Breast tumor tissues typically comprise tumor cells and stromal cells, which can induce significant changes in the peritumoral stroma (12). Research in tumor biology has highlighted the critical role of the tumor microenvironment in the initiation, progression, and metastasis of cancer (13). A comprehensive analysis of both the intratumoral region (ITR) and the peritumoral region (PTR) can enhance the differentiation between benign and malignant tumors (14). Radiomics enables the extraction of subtle features from medical images that are not discernible to the naked eye through high-throughput methods (15). These subtle features may be closely associated with tumor heterogeneity and specific biological behaviors of tumor cells (16).
Meanwhile, deep learning (DL), an advanced branch of artificial intelligence (AI), can mimic the human nervous system through multi-layer neural networks (17), performing hierarchical abstraction and feature extraction of complex image data to achieve efficient classification and prediction (18). In recent years, become a significant trend in medical imaging research.
The primary objective of this study is to evaluate the diagnostic value of ultrasound-based deep transfer learning (DTL) features derived from the ITR and various PTRs in distinguishing between benign and malignant BI-RADS 3–4 breast nodules. By integrating DTL features from both ITR and PTR, we aim to develop a more accurate, stable, and objective diagnostic model that enhances the differential diagnostic performance for BI-RADS 3–4 breast nodules, reduces misdiagnosis rates, and optimizes clinical decision-making. We present this article in accordance with the TRIPOD reporting checklist (available at https://gs.amegroups.com/article/view/10.21037/gs-24-457/rc).
Methods
Ethical approval
The study was conducted in accordance with the Declaration of Helsinki and its subsequent amendments. The two-center observational study was conducted using a retrospective cohort design and was approved by Ethics Committees of Shanghai Sixth People’s Hospital Affiliated to Shanghai Jiao Tong University School of Medicine (No. 2019-027) and Shuguang Hospital Affiliated to Shanghai University of Traditional Chinese Medicine (No. 2024-KY-117K). As a retrospective study, it was exempted from the requirement for patient informed consent.
Patient selection
We retrospectively collected data from female patients with breast nodules classified as BI-RADS 3–4 via ultrasound during routine preoperative examinations between June 2017 and June 2023 at two centers. The inclusion criteria were: (I) availability of final surgical or core needle biopsy pathological diagnoses; (II) breast ultrasound examination performed within 2 weeks prior to biopsy or surgery, with clear and complete two-dimensional grayscale ultrasound images of the target nodule’s maximum diameter, accompanied by detailed descriptive reports and clinical pathological data; (III) classification of the target lesion into BI-RADS 3–4A, 4B, or 4C according to the second edition of the ACR BI-RADS (6).
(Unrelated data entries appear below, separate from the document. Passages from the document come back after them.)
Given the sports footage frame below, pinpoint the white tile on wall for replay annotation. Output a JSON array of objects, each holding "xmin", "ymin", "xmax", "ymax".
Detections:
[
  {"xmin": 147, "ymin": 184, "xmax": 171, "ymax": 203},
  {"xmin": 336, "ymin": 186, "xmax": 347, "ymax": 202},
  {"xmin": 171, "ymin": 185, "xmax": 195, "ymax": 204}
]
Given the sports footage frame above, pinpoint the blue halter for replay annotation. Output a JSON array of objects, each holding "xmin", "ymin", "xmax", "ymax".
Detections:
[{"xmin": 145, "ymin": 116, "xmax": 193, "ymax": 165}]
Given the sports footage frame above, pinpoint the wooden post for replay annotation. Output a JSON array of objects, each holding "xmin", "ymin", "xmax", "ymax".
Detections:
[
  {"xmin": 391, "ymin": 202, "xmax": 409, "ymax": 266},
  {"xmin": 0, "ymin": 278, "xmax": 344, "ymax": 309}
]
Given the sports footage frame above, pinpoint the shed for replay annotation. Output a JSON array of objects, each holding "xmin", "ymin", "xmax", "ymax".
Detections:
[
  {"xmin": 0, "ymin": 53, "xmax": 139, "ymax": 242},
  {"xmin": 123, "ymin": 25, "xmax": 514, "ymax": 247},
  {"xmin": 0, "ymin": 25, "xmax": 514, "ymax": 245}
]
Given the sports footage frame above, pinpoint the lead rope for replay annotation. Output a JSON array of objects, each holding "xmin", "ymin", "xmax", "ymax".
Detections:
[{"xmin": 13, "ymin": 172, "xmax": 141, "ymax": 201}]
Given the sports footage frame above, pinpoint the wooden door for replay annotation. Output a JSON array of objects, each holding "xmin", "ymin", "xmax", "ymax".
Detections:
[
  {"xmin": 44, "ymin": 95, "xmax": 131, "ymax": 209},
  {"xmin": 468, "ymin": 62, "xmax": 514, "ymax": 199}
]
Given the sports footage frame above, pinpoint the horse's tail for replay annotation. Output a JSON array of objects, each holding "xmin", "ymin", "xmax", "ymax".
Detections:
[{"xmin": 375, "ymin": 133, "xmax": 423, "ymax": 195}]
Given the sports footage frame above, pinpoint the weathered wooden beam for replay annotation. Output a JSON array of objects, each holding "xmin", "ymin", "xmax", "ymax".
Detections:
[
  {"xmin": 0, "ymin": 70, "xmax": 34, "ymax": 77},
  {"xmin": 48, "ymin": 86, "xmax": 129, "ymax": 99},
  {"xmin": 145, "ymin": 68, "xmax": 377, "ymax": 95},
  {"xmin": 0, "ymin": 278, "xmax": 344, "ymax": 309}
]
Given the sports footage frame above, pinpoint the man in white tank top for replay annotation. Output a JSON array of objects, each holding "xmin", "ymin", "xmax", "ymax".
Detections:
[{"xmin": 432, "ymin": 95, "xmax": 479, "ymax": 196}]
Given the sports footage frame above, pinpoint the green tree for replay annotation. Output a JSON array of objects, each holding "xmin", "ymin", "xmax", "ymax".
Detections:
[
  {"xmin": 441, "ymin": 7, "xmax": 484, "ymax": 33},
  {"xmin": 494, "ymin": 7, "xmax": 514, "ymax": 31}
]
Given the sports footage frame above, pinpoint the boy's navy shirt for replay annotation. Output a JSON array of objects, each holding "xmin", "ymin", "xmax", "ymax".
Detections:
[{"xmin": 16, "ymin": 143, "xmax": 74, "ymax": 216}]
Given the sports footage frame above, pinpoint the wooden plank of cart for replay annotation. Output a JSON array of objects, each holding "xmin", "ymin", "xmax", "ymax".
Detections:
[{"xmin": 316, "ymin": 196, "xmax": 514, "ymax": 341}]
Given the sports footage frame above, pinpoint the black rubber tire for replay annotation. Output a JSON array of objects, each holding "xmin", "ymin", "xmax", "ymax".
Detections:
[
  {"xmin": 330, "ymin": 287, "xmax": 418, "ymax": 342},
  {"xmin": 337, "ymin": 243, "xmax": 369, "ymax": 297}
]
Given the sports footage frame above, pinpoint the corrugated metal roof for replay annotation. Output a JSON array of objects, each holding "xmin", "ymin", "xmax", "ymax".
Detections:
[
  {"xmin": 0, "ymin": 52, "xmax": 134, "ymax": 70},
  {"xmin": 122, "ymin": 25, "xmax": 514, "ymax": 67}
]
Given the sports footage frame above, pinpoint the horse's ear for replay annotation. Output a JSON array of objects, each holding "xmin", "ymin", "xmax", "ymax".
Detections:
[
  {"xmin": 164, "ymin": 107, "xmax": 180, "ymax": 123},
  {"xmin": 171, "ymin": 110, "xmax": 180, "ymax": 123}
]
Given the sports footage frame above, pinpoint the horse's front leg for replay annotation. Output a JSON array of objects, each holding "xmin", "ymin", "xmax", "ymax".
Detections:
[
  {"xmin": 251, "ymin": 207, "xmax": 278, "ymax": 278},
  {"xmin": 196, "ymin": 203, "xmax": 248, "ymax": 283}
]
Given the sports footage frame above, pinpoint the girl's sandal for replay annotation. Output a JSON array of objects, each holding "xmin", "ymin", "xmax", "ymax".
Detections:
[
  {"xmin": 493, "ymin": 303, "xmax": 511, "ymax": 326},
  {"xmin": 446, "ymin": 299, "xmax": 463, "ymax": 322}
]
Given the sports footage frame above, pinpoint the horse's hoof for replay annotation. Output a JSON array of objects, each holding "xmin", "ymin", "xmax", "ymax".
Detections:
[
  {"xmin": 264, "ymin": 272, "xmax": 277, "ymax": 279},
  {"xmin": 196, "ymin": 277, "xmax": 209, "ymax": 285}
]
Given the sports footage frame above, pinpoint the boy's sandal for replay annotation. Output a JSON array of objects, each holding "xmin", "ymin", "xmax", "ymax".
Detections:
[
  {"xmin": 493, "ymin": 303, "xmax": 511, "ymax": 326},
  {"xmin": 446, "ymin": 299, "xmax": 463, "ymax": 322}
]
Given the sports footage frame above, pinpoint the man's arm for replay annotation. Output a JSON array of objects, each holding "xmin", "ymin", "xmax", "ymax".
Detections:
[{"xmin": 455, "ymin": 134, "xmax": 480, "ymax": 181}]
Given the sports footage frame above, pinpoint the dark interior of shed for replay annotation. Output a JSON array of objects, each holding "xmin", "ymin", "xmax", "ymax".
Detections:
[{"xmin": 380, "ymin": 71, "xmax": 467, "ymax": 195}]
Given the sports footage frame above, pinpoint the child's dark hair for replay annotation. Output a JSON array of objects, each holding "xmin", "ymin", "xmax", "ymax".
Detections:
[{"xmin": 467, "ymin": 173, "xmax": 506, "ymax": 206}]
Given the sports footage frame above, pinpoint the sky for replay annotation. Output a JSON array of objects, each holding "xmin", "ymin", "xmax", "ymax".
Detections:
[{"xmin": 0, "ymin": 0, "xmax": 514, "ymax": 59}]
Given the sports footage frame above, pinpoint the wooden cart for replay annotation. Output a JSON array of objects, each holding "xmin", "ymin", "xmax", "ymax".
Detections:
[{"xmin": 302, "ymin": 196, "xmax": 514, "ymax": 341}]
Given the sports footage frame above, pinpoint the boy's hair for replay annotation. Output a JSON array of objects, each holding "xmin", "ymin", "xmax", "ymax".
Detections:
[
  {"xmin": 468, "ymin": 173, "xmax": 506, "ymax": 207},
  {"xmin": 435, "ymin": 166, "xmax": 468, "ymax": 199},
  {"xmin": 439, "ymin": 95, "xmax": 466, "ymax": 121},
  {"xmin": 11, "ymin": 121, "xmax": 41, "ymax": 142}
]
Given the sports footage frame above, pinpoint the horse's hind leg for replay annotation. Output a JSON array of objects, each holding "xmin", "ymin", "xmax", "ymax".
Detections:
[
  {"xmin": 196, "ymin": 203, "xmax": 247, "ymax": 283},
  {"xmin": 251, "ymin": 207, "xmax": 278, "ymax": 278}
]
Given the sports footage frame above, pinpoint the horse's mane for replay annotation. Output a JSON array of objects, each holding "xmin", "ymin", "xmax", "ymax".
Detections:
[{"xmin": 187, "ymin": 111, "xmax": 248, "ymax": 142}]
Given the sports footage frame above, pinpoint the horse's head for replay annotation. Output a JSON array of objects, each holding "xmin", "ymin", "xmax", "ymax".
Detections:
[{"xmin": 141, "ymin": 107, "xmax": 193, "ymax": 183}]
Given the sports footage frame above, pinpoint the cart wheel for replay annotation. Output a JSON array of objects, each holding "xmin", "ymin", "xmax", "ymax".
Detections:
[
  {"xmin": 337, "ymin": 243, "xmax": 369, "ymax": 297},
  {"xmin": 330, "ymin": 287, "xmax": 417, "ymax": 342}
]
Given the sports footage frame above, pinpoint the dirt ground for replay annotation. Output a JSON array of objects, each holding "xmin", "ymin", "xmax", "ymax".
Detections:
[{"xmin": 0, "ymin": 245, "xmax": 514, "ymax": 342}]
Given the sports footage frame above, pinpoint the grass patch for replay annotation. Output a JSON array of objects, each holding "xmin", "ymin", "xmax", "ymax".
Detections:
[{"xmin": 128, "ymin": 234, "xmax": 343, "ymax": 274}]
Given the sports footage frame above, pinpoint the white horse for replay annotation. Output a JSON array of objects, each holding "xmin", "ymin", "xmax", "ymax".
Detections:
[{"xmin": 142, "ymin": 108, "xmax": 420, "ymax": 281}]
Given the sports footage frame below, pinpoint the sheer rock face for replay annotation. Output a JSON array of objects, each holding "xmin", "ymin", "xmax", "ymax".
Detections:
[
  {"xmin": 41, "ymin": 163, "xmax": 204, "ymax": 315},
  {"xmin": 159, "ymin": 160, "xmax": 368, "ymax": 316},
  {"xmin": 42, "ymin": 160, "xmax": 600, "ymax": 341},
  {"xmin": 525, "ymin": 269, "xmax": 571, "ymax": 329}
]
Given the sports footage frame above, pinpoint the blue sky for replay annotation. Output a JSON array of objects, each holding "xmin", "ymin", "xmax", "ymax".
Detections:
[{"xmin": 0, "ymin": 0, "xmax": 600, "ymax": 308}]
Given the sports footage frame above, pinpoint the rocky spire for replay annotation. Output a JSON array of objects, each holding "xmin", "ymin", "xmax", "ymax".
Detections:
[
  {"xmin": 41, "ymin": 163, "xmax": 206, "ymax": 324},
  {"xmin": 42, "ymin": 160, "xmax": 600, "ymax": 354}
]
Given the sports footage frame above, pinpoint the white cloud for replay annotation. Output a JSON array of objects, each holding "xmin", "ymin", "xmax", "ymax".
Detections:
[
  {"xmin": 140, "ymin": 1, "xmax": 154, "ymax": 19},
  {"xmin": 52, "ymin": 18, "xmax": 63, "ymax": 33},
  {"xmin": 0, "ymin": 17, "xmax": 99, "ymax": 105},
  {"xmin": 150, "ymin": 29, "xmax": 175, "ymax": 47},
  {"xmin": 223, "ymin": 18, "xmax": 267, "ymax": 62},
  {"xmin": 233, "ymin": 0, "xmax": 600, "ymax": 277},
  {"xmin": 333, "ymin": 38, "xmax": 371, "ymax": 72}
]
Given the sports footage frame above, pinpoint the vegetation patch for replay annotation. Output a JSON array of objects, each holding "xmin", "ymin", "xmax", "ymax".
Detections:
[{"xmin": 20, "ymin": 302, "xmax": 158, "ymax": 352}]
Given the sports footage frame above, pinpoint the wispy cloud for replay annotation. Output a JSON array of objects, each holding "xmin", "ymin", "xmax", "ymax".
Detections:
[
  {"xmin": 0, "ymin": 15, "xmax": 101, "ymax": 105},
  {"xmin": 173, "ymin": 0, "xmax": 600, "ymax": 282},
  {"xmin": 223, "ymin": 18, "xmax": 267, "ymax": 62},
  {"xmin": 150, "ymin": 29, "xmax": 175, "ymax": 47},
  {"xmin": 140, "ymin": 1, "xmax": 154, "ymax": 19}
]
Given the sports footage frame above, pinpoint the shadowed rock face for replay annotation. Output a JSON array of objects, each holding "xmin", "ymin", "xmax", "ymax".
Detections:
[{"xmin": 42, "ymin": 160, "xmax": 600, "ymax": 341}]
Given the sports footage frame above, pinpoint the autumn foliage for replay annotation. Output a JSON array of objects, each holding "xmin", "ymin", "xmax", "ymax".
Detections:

The exclusion criteria included: (I) ambiguous pathological results; (II) tumors too large to be fully visualized in images; (III) patients who received anticancer treatments (such as chemotherapy, radiotherapy, or endocrine therapy) before surgery; (IV) incomplete imaging or clinical data.
Ultimately, Center 1 (Shanghai Sixth People’s Hospital Affiliated to Shanghai Jiao Tong University School of Medicine) included 416 patients (age range, 18 to 86 years) and Center 2 (Shuguang Hospital Affiliated to Shanghai University of Traditional Chinese Medicine) included 139 patients (age range, 19 to 88 years). We collected clinical and pathological data, including age, tumor size, BI-RADS classification, and postoperative or biopsy pathological diagnosis, from enrolled patients for subsequent statistical analysis. For patients with multiple BI-RADS 3–4 breast lesions, only the nodule with the highest BI-RADS category was included to ensure statistical independence of each observation. The nodules from Center 1 were randomly divided into a training set (n=291) and an internal validation set (n=125) at a ratio of 7:3, while nodules from Center 2 were used as an external validation set (n=139). The study workflow is illustrated in Figures 1,2.


Clinical data collection
We collected clinical characteristics of patients with BI-RADS 3–4 breast nodules, including age, tumor size, ACR BI-RADS classification, and surgical pathological results. All pathological results were obtained from surgical specimens or biopsy samples and served as the gold standard in this study.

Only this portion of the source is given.